J'ai ressenti un net décalage entre la série animée qui plaît tant à mon plus jeune fils et cette bande dessinée exploitative. Quelquefois, la transcription n'est pas aussi réussie qu'on le souhaiterait. J'adore également Bob l'éponge avec sa cravate rouge, son short et ses soquettes blanches. J'attendais sans doute beaucoup de cette série. Bref, il ne passe pas le cap de la bd surtout en raison des mimiques qui ne sont pas retranscrits et qui font généralement beaucoup rire. Bob l'éponge un personnage drôle et un peu excentrique et qui a toujours un très bon fond. Avec son ami Patrick, l'étoile de mer, il fait les 400 coups. Jamais vulgaire, jamais violent: tout ce qu'on aime pour inculquer à nos enfants. Il y a juste de la fantaisie qui restitue beaucoup d'humour et un peu de fraîcheur. A découvrir mais en dessin animée !

20/12/2008 (modifier)
Par Erik
Note: 2/5
Couverture de la série Lys
Lys

En abordant cette série italienne, je croyais un peu retrouver quelque chose de Sky-Doll. Je me suis largement trompé. Le dessin est nettement informatisé donnant un aspect manga du plus mauvais effet aux différents protagonistes. La recette d'associer un peu de manga à la sauce Disney ne fonctionne pas toujours à merveille... Cette série de science-fiction part sur le constat que les hommes ont détruit leur planète à cause de la pollution et de la destruction de la couche d'ozone et du réchauffement climatique. La vie animale a pratiquement disparu en l'an 2050. Il s'agit de protéger les rares animaux survivants qui valent aussi cher qu'un diamant. Le postulat de départ est certes intéressant et surfe sur une vague écologiste. Rien de nouveau me direz-vous! C'est sans doute l'exploitation un peu fantastique qui m'a déplu.

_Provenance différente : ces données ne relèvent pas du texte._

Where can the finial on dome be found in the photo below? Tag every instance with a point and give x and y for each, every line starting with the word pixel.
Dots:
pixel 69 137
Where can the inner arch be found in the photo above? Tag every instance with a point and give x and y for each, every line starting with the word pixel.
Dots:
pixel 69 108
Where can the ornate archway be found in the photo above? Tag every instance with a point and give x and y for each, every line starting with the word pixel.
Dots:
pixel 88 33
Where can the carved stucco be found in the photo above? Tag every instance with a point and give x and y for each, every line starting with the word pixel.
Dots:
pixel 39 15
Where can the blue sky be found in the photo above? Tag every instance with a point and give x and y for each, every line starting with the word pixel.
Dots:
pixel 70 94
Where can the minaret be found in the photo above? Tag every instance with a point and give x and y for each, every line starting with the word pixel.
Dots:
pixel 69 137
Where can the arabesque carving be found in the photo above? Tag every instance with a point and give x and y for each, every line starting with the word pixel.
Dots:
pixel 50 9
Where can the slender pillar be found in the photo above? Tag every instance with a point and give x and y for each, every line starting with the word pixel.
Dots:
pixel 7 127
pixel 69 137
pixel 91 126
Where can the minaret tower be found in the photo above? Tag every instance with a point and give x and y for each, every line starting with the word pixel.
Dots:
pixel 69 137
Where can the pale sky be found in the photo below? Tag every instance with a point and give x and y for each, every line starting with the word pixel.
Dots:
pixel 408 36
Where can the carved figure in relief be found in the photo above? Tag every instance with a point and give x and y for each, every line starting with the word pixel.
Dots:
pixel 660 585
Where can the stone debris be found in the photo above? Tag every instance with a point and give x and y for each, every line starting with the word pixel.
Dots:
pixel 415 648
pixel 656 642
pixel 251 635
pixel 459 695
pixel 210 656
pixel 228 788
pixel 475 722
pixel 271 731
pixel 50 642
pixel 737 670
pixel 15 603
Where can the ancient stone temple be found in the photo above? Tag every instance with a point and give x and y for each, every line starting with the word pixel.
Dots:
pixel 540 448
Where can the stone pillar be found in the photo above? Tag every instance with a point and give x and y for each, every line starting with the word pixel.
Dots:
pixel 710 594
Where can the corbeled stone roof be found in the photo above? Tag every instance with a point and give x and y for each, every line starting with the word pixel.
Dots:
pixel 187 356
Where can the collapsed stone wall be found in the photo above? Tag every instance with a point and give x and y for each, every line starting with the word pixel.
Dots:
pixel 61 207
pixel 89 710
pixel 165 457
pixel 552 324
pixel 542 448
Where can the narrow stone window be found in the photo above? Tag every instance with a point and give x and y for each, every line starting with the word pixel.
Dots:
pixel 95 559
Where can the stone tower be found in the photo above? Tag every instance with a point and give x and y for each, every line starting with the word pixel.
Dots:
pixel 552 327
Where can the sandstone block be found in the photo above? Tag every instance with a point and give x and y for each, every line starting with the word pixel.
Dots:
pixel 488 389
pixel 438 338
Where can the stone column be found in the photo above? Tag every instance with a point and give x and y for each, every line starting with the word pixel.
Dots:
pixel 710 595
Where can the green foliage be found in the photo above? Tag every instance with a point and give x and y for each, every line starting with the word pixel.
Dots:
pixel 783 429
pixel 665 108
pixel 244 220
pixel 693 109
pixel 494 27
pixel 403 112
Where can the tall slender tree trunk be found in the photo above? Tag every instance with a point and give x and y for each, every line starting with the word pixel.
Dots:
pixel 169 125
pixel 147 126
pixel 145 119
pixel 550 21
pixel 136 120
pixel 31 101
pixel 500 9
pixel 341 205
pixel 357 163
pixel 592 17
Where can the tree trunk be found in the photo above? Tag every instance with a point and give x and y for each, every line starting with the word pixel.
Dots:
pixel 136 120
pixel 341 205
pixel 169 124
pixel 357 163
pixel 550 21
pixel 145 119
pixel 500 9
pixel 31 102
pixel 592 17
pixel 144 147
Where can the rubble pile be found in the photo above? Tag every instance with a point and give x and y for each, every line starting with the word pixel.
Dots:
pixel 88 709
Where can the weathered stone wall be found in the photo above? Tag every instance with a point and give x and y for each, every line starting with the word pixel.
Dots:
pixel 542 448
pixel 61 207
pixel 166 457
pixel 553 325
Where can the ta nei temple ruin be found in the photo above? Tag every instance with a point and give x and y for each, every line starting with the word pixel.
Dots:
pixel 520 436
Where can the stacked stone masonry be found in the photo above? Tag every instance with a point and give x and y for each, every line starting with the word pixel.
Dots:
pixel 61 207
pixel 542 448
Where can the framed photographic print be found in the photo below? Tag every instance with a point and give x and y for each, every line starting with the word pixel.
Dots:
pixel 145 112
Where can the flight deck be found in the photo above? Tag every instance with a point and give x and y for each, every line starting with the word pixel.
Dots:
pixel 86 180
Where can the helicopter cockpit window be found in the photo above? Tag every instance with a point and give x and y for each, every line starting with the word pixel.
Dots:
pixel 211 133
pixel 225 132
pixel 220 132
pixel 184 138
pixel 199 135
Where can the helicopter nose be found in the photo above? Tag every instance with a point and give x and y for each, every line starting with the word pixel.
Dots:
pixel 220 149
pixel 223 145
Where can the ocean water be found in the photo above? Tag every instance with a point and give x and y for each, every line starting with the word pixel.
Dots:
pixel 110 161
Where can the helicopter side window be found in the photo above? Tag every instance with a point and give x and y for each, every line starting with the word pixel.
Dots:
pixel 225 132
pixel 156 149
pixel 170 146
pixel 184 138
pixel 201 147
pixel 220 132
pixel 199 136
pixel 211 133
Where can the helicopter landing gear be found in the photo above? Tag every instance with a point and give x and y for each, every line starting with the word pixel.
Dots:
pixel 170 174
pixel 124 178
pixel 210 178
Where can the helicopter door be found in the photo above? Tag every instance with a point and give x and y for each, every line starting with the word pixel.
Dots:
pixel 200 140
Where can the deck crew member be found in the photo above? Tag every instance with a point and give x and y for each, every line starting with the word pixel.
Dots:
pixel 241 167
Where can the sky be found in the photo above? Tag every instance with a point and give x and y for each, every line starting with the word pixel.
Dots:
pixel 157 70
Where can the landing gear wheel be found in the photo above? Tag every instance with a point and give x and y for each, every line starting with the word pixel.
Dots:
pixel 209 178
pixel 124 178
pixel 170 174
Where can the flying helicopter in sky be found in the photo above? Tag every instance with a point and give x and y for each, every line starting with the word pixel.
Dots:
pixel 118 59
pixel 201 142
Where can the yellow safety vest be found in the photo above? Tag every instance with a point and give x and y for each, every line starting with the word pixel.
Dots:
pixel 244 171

Une jeune fille nommée Lys (comme la fleur belle et sauvage) se change en l'animal de son choix les soirs de pleine lune pour protéger la faune. Le public visé est celui de jeunes filles (voir l'allure vestimentaire de l'héroïne qui plaira aux jeunes lolitas). C'est clair et net jusque dans les couleurs flashies des albums. Ne faisant pas partie de ce public, il est peut-être normal que je n'ai pas trop accroché. Par contre, je ne déconseille pas la lecture aux enfants pour le message que la série véhicule et dont je suis en parfait accord.

20/12/2008 (modifier)
Par Miranda
Note: 2/5
Couverture de la série Du Grunge en Génétique
Du Grunge en Génétique

Cette série pourrait se résumer en un seul mot : confuse. Premièrement le dessin bien que très beau et original, avec une grande quantité de personnages très différents, du simple humain aux monstres divers et variés, ce dessin est parfois trop chargé et l'on a du mal à bien déchiffrer toutes les cases, ce qui se révèle un peu fatigant. Ce style m'a fait penser aux séries Monster Allergy et Daffodil, mais en adulte car ici on s'étripe allègrement, les intestins et la cervelle font partie intégrante du décor. Cependant ce graphisme s'accorde souvent avec l'humour et cette série n'en a pas, d'où cette impression de manque tout au long de la lecture. Quant au scénario il est aussi confus, si je n'avais pas lu le résumé de fin d'album j'aurais eu bien du mal à rentrer dans le récit. Tout passe par le dialogue et il y a très peu d'explications sur la situation générale des personnages ou du monde dans lequel ils évoluent, d'autant plus que celui-ci est assez complexe. L'histoire se déroule dans un monde futuriste et prend place dans le monde entier, entre puissance religieuse, mafia russe et trafic d'organes, le tout sur fond de génétique, un contenu très dense mais pas assez approfondi. Cela dit si l'on reste bien concentré ça se lit avec plaisir, mais il ne faut pas être distrait ou un tant soit peu fatigué ! Les auteurs pour mettre fin à la série nous annoncent ironiquement leur mort, ce qui est assurément le seul trait d'humour.